MMA UFC

Jose Aldo’s Injury Reinforces That UFC Needs a Championship Injury Policy

Jose Aldo

Joe Camporeale-USA TODAY Sports

At this point, 2014 is fast approaching 2012 levels in terms of the number of devastating major injuries in MMA. The promotion hit the hardest by the epidemic of injuries is the UFC. Many enticing fights have fallen apart this year due to injuries. Another injury announced this week, that of UFC featherweight champion Jose Aldo, effectively kills the UFC 176 headliner against Chad Mendes in August. For Aldo, this has become a recurring pattern in the UFC. He has had several UFC title fights fall apart in the last several years due to injury. Much like the recent code of conduct policy put into effect by the UFC, another policy must be instituted regarding reigning champions who are put out for extended periods of time due to injuries.

Aldo’s string of injuries is starting to become a broken record in his UFC run. His UFC 125 fight with Josh Grispi fell apart. An injury also crushed the chances of Erik Koch fighting for a UFC title against Aldo. He suffered a foot injury because he was recklessly riding a motorcycle in Brazil traffic while training for his scheduled UFC 153 fight against Frankie Edgar. And now, Aldo suffered injuries in training that have indefinitely suspended his scheduled rematch with No. 1-ranked UFC featherweight contender Mendes.

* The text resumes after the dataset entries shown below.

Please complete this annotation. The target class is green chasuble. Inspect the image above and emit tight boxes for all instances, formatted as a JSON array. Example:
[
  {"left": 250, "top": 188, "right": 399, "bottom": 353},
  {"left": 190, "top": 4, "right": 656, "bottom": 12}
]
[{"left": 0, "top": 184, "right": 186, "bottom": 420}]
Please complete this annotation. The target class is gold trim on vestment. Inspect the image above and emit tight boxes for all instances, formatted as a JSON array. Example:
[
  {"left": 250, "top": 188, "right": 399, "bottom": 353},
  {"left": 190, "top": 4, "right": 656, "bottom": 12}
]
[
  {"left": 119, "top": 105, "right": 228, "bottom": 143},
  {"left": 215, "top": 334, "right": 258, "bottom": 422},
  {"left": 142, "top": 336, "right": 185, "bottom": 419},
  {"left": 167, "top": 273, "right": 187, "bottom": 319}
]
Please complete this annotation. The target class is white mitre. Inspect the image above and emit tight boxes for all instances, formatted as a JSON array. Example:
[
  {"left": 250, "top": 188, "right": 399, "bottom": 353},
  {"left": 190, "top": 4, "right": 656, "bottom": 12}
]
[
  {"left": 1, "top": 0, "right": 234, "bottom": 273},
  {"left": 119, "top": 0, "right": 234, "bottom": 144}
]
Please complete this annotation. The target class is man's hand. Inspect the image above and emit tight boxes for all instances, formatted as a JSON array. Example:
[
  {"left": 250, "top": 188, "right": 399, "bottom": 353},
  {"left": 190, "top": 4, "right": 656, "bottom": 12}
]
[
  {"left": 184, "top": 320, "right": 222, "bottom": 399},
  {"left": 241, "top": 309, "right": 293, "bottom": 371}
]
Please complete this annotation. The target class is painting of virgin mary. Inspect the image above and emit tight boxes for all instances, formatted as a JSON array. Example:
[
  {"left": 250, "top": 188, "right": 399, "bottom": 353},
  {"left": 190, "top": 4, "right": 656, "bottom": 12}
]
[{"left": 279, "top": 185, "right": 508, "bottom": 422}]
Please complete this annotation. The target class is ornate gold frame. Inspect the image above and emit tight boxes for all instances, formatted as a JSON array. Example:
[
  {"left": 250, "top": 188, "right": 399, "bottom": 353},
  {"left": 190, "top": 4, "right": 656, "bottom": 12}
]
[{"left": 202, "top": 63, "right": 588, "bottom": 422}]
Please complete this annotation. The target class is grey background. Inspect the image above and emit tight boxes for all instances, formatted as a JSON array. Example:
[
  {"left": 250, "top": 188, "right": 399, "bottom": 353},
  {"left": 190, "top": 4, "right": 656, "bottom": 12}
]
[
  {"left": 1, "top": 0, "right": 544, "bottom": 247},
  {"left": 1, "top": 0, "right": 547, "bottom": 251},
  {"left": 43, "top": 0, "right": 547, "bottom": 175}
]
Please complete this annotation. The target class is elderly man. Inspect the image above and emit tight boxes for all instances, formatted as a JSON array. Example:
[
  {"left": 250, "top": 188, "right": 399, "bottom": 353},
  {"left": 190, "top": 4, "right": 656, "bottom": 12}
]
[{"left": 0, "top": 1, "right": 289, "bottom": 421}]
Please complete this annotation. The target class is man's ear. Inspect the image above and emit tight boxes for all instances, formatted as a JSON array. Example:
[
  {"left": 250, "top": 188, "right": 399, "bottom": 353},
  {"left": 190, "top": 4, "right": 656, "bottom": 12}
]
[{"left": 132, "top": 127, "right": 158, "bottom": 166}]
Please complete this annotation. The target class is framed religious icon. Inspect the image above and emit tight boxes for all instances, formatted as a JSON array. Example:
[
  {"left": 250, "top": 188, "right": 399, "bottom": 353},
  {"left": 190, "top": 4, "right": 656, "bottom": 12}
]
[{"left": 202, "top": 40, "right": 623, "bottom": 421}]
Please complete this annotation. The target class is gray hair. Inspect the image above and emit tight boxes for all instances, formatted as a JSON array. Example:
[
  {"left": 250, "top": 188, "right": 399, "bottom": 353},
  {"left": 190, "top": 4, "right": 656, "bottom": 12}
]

A little over a year ago, the UFC instituted its own code of conduct policy. Now it is high time for the UFC to prepare an injury policy for injured champions. Unfortunately, major injuries are fast becoming one of the most destructive issues the sport is facing. Dominick Cruz was on the shelf for over two years and endured a multitude of injuries before the UFC stripped him of the title in January 2014. Georges St-Pierre had over 18 months between fights when he was out with a torn ACL injury.

Of course, I am not a UFC policy maker, but it does not make sense to have a champion who has not defended his belt in over a year and a half. In that short amount of time, rankings could radically change. So a championship injury policy would automatically strip the championship if injury prevents him from defending the belt in that time frame. Does it seem unfair? Yes. However, champions should defend their belts. If they are going an entire calendar year without defending their championships, are they truly defending champions?

One other suggestion would be for the UFC to start regulating training. Is this unrealistic and unfeasible? Quite possibly. However, if what happened with Chael Sonnen might curb fighters from cheating and using PEDs, fighters must be encouraged to be more careful in training. This is not directed to all fighters rather the main eventers and especially the champions. We have already seen too many main events and title fights fall apart this year already due to injuries. Anthony Pettis will not even be fighting this year due to injury and his commitments to The Ultimate Fighter. Think about that. This will be the first year that there will be no UFC lightweight title fights since the title was revived in 2007.

Something needs to be done about the major champion injuries in the UFC, and it needs to be done now.